The current situation is not with that, however. What we need are goods, manufactured products, the kinds of things that a person requires both for himself and his household. We need to revive textile and metals production, lumber mills, chemicals, and so on, such that our people no longer suffer shortages ... But currently we produce only little, as our country is all but destroyed, machines are worn out, factories are in disrepair, raw materials are in short supply, there is no fuel, and workers, mindful of their plight, have fled [the cities].

The first step towards resolving this problem, according to Trotsky, was to collect enough food to sustain a viable industrial workforce, which had shrunk considerably in the years of civil war as families went to the countryside to, in essence, be closer to the food:

The workers of Moscow, Petrograd, the Ivanovo-Voznesensk region, the Don Basin and even the Urals have suffered terrible food short­ages, and at times have genuinely been starving. Moscow and Petrograd proletarians have gone hungry for a matter of years, not just for days. The railroad workers are going hungry. Hunger weakens not only the body, but the soul as well. The [worker's] arms drop, as does the will. It is difficult to rouse a hungry worker to perform disciplined, vigorous and organised work. The first job, therefore, is to feed the workers.8

Without the grain taken from the peasants, no revival in industry could be expected. (The title given by Trotsky to the letter, when it was published at the time, referred to the current state of ruin in Russia and the 'tasks' of the peasantry.) However, as Trotsky was aware, without non-agricultural goods to offer in exchange, grain would be secured from the peasants begrudgingly, at best.
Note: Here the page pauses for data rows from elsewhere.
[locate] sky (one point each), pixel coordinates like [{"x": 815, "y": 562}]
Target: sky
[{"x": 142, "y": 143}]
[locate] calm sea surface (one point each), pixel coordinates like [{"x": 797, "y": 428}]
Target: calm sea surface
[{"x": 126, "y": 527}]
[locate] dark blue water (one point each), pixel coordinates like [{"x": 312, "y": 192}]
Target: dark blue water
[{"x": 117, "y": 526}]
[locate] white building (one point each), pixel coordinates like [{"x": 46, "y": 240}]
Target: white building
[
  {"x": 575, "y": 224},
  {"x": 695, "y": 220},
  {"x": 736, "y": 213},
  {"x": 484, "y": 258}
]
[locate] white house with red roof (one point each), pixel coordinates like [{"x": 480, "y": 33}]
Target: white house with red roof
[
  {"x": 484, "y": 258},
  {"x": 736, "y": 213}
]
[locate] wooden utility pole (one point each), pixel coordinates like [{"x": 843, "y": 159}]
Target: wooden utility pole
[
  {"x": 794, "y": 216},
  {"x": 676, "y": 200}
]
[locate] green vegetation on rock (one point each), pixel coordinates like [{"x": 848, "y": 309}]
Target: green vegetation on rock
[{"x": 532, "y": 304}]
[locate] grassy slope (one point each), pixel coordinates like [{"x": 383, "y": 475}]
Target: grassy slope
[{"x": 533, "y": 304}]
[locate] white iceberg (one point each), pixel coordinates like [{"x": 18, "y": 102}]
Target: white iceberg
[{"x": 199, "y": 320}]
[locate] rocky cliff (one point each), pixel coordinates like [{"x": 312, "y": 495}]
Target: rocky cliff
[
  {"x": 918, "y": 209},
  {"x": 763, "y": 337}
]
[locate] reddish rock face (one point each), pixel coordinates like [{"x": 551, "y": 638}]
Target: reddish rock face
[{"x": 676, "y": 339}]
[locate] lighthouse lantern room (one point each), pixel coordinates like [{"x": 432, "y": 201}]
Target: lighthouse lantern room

In fact, the Soviet state's efforts at food procurement had been punc­tuated by violence. In 1918, after a failed attempt to work within a system of fixed prices for grain and the criminalisation of the market, the state sought to implant new institutions at the local level - the committees of the poor - that would empower the poor and landless peasants at the expense of the so-called 'kulaks' in the village. With a hope that class conflict could be fomented and harnessed to expedite grain pro­curement, the Soviet state promised that a portion of hidden 'kulak' surpluses revealed through the work of the committees would be redis­tributed among the poor in the community, as would any additional confiscations of property carried out as punishment for non-compli­ance. The committees proved ineffective in the second half of 1918, and in several provinces they provoked much violence, with village commu­nities either closing ranks against perceived 'outsiders' who assumed prominent positions in the new committees, many of whom perished in a wave of violence that accompanied the procurement campaign, or clashing with state procurement agents with the insistence that there were neither kulaks nor surpluses to be found in their village.